I have the following pandas dataframe
df = pd.DataFrame([[99, 88, 88, 66, 66, 99, 66, 77, 77, 77, 66, 66, 99, 99], list('DAABBBBABCBDDD'), ['***','**','****','*','***','*','**','***','*','*','****','**','**','****']]).T
df.columns = ['col1','col2','col3']
Assume that col1 are companies and col2 are products types. I am looking for the company with the largest number of different product types.
So I am looking for which unique value from col1 has the largest number of unique values in col2
I have tried the following:
df.groupby(['col1'])['col2'].nunique()
which returns:
col1
66 2
77 3
88 1
99 2
Now I would like to get the value from col1 with the highest value in col2. Which is:
77 3
I have tried
df.groupby(['col2'])['col1'].nunique().max()

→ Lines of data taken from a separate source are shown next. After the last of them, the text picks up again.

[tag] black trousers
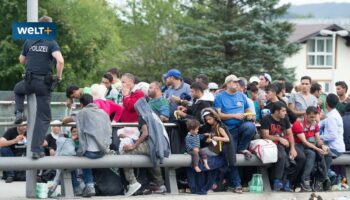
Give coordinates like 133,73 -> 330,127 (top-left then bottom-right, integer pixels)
271,144 -> 306,185
14,78 -> 51,153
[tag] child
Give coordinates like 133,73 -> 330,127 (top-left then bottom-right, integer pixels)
185,120 -> 210,172
117,127 -> 140,154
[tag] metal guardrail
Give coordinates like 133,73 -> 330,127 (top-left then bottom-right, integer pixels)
0,101 -> 350,198
0,101 -> 67,106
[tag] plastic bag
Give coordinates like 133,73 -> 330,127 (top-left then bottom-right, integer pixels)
35,183 -> 49,199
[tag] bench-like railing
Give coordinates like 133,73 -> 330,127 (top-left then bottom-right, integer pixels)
0,95 -> 350,197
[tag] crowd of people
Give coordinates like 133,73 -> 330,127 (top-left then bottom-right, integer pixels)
0,68 -> 350,197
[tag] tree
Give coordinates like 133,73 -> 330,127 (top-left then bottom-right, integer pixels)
171,0 -> 298,83
0,0 -> 123,91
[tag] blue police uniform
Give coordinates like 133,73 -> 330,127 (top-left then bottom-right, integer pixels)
14,40 -> 60,154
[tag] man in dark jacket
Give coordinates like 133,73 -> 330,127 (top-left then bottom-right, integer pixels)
176,82 -> 212,123
343,103 -> 350,151
123,98 -> 170,196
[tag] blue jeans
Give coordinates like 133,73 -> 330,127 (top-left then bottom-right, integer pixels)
0,147 -> 15,177
72,151 -> 104,188
229,121 -> 256,188
297,144 -> 316,181
230,121 -> 256,152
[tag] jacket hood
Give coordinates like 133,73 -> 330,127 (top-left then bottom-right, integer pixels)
134,98 -> 152,117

However I only receive the max of unique values in col2
3
Instead, I would like to know both the max value from col2 and to which value in col1 this belongs. I.e.
77 3
Thank you for your help!
I would like to know both the max value from col2 and to which value in col1 this belongs.
With your result, call both:
result = df.groupby(['col1'])['col2'].nunique()
result.idxmax() # 77
result.max() # 3
You could also convert it to a DataFrame before calling .loc[lambda d: d.idxmax()]
but I don't know why you would want to do that.